The United Kingdom’s digital currency sector is celebrating recent changes to the nation’s regulations concerning digital assets.
According to a report published by the Financial Times (FT) on Thursday (August 7th), this follows the Financial Conduct Authority‘s (FCA) decision last week to reverse its prohibition on providing cryptocurrency exchange-traded products to individual investors.
Industry figures are drawing parallels between this development and the “Big Bang” deregulation of financial markets that took place in 1986, the report noted.
“This holds considerable importance, potentially representing the initial step in a transformative shift within UK financial markets, signaling increased acceptance and integration of digital assets overall,” stated Russell Barlow, CEO of 21Shares, a firm that issues exchange-traded cryptocurrency products.
“Its significance rivals that of the 1986 Big Bang, which aimed to modernize London’s financial district and bolster the UK’s global competitiveness,” he elaborated.
Dovile Silenskyte, Director of Digital Assets Research at WisdomTree, added that the removal of the UK’s restriction on retail access “marks a key stage in the wider incorporation of digital assets into the established financial system.”
The FCA’s recent move, as reported, will enable retail investors throughout Great Britain to acquire Bitcoin or Ether starting October 8th, through regulated, exchange-listed instruments, instead of relying on cryptocurrency exchanges not formally recognized by the regulatory body.
The report clarifies that Exchange Traded Notes (ETNs) are similar to Exchange Traded Funds (ETFs) in that they track an underlying index, are traded on exchanges and are listed publicly.
The FT further emphasizes the FCA’s historical stance of stringent oversight concerning cryptocurrency investments, designed to protect investors against potential fraud and market volatility. While the regulator permitted the listing of crypto ETNs on the London Stock Exchange last year, participation was limited to institutional investors.
In other news concerning crypto regulation, PYMNTS recently reported on the U.S. Securities and Exchange Commission‘s (SEC) efforts to facilitate the integration of digital asset products within traditional financial infrastructures.

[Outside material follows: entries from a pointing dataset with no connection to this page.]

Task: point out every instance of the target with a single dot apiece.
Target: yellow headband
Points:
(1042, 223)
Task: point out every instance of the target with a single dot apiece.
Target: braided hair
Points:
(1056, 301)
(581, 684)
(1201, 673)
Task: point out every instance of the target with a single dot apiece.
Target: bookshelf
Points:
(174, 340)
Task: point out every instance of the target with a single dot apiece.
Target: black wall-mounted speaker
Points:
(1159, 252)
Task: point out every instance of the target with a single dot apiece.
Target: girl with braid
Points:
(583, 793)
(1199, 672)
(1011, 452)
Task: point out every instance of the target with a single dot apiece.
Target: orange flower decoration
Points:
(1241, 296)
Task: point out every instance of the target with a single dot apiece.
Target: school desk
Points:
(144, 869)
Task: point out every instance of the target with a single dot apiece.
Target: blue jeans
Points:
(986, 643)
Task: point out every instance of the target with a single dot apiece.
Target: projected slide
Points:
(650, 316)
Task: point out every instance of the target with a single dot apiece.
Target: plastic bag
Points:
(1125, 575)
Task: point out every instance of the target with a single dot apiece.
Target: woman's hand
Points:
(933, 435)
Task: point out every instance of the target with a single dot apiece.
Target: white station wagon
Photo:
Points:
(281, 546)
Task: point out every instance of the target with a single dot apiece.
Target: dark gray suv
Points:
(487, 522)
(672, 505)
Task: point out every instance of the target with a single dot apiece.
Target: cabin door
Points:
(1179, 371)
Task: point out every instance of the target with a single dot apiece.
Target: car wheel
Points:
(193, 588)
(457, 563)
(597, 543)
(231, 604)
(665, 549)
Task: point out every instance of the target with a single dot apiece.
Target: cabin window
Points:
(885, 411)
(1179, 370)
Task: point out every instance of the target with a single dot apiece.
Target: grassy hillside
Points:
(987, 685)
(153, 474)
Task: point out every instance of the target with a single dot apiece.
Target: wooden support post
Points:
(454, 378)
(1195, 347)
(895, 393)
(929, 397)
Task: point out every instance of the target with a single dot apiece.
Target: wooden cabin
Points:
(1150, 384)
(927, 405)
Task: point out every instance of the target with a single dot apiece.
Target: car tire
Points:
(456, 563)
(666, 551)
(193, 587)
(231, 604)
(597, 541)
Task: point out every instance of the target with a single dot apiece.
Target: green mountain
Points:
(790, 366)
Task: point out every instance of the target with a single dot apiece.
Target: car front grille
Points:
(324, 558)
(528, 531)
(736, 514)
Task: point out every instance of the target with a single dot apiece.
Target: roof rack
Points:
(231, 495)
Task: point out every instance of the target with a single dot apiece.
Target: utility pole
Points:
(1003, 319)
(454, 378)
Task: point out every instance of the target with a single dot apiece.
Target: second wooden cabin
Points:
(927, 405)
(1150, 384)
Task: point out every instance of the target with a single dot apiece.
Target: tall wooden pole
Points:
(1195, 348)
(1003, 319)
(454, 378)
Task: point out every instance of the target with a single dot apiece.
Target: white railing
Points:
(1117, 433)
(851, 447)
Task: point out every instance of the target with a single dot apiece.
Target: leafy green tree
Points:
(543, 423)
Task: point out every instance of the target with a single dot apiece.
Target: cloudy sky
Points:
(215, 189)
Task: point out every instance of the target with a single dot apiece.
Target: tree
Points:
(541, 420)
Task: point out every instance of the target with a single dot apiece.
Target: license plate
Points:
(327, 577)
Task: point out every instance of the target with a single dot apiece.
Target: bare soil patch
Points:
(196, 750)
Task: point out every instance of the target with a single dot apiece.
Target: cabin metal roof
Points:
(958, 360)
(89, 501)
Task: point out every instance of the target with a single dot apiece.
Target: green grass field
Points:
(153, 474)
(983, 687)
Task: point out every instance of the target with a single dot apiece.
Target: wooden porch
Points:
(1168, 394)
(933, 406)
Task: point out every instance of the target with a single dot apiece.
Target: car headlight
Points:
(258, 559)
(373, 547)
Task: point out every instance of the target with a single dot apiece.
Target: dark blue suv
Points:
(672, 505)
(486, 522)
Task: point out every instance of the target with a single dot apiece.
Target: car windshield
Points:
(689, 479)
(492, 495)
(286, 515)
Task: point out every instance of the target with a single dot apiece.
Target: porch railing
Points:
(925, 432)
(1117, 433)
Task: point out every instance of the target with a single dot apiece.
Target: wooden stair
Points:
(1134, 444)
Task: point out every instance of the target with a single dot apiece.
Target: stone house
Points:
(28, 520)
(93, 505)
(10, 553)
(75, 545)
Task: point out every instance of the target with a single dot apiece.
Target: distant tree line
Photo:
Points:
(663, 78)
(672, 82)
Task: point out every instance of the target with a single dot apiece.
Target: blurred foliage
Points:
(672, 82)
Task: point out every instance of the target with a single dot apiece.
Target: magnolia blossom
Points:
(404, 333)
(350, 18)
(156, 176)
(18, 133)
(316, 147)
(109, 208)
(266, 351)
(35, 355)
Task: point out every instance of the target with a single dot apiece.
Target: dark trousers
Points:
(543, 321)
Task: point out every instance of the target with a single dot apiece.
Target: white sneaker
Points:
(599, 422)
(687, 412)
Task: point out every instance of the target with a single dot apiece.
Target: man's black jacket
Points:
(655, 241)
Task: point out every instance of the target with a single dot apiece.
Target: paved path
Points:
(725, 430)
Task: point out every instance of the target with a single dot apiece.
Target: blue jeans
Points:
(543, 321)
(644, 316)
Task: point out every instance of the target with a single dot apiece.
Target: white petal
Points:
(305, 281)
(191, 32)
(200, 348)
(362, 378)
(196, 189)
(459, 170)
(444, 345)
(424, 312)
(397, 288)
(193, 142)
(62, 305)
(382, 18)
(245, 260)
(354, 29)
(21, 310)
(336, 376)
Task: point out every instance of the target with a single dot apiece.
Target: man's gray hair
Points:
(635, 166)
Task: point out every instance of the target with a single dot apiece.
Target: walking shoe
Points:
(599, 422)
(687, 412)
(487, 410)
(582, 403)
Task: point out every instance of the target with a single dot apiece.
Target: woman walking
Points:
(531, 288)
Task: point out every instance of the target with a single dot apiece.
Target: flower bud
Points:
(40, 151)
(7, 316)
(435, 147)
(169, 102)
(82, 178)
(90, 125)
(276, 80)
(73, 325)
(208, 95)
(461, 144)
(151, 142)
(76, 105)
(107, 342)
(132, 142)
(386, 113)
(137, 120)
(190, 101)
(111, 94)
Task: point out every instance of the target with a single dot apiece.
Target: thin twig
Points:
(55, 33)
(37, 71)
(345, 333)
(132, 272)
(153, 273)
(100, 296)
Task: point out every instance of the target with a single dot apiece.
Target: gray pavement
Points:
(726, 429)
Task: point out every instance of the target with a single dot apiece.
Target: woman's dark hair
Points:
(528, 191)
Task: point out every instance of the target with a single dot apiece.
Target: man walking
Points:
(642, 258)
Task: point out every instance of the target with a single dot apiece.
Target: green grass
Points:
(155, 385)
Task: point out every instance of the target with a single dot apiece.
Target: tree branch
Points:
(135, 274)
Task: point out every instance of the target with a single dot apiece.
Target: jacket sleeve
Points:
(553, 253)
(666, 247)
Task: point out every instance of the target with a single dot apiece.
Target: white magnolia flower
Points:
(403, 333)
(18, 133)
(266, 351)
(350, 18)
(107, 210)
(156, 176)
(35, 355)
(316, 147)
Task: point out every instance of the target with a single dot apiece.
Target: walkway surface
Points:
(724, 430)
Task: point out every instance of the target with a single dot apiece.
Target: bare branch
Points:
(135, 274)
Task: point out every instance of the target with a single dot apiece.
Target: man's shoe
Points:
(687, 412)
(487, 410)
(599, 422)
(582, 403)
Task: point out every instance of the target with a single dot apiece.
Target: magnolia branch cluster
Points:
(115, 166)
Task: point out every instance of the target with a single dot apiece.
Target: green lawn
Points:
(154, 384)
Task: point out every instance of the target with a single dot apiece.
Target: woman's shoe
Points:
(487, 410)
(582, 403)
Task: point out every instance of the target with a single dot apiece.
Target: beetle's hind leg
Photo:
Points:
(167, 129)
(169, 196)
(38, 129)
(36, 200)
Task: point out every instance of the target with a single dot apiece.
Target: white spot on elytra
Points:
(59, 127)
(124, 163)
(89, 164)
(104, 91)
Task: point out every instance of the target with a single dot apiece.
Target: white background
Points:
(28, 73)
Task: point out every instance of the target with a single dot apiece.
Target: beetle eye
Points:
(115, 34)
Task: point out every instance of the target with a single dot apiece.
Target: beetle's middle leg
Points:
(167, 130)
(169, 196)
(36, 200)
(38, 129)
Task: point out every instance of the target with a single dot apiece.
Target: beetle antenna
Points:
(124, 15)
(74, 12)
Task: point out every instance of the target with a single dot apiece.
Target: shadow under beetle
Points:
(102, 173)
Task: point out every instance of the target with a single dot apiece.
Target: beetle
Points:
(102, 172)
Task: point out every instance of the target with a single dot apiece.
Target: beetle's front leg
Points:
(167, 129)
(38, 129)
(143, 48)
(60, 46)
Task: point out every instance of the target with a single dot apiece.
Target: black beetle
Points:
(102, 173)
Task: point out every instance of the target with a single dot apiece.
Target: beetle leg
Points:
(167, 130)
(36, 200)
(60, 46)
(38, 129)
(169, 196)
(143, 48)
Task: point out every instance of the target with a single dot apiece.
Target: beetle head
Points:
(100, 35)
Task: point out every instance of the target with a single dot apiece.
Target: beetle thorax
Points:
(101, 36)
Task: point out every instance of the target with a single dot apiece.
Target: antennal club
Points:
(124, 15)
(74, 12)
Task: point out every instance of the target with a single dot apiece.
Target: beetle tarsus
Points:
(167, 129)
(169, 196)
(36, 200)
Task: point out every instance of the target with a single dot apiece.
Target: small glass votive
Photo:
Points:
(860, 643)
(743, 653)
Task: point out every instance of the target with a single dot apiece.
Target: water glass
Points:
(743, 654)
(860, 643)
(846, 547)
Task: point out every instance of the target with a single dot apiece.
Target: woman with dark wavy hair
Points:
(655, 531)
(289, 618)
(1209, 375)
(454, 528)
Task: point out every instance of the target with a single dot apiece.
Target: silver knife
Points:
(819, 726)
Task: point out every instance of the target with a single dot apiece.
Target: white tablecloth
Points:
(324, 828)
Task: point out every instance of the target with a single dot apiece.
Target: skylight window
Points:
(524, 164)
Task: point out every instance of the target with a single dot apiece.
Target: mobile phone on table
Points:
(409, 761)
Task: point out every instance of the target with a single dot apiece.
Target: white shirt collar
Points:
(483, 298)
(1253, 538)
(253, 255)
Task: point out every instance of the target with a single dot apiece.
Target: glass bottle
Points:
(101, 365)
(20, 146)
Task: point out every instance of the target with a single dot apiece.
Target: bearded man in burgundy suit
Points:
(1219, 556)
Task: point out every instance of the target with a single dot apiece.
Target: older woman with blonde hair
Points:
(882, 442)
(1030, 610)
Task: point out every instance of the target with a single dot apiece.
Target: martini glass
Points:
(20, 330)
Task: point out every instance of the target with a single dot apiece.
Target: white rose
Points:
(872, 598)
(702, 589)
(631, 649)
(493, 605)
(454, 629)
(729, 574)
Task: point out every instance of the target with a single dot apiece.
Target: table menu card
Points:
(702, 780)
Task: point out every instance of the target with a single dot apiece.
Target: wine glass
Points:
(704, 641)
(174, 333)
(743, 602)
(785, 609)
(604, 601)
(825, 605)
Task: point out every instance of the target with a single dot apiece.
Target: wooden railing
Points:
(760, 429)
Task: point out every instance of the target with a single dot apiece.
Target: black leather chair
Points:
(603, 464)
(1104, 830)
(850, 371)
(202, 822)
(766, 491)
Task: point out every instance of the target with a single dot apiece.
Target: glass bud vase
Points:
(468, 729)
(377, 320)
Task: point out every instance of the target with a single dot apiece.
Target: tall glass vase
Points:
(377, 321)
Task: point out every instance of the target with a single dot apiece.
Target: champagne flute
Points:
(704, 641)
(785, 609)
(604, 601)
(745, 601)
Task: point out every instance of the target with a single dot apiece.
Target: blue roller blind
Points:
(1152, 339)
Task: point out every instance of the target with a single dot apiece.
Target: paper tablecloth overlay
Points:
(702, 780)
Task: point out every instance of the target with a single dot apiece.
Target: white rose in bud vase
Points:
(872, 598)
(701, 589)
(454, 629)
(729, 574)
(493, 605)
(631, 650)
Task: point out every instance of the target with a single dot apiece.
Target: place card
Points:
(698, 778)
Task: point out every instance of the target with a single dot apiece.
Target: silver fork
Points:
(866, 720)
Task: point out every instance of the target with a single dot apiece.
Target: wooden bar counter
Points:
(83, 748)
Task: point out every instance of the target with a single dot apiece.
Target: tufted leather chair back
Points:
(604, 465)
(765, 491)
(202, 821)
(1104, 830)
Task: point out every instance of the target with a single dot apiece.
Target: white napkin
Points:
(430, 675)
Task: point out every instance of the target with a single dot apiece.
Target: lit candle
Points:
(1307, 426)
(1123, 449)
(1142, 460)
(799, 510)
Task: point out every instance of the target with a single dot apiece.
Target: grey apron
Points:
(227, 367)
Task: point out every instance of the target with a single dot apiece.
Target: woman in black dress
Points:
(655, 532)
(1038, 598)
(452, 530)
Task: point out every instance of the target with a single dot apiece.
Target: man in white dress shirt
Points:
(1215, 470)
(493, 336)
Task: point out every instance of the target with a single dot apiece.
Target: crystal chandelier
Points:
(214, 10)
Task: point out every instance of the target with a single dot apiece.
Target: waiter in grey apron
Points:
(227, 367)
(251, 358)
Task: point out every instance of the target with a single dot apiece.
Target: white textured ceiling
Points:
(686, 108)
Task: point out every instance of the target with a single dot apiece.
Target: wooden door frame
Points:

This involves “Project Crypto,” a comprehensive SEC initiative aimed at updating existing securities rules and guidelines. This includes provisional guidance suggesting that stablecoins pegged to the U.S. dollar could be considered equivalent to cash, provided that they offer guaranteed redemption mechanisms.
“By defining a specific set of compliance requirements for ‘Covered Stablecoins,’ the SEC is essentially opening the door for these digital assets to serve as regulated payment instruments tied to fiat currency,” PYMNTS stated. “While the path forward might be constrained by various conditions, it represents a potentially navigable route within U.S. commerce for the first time.”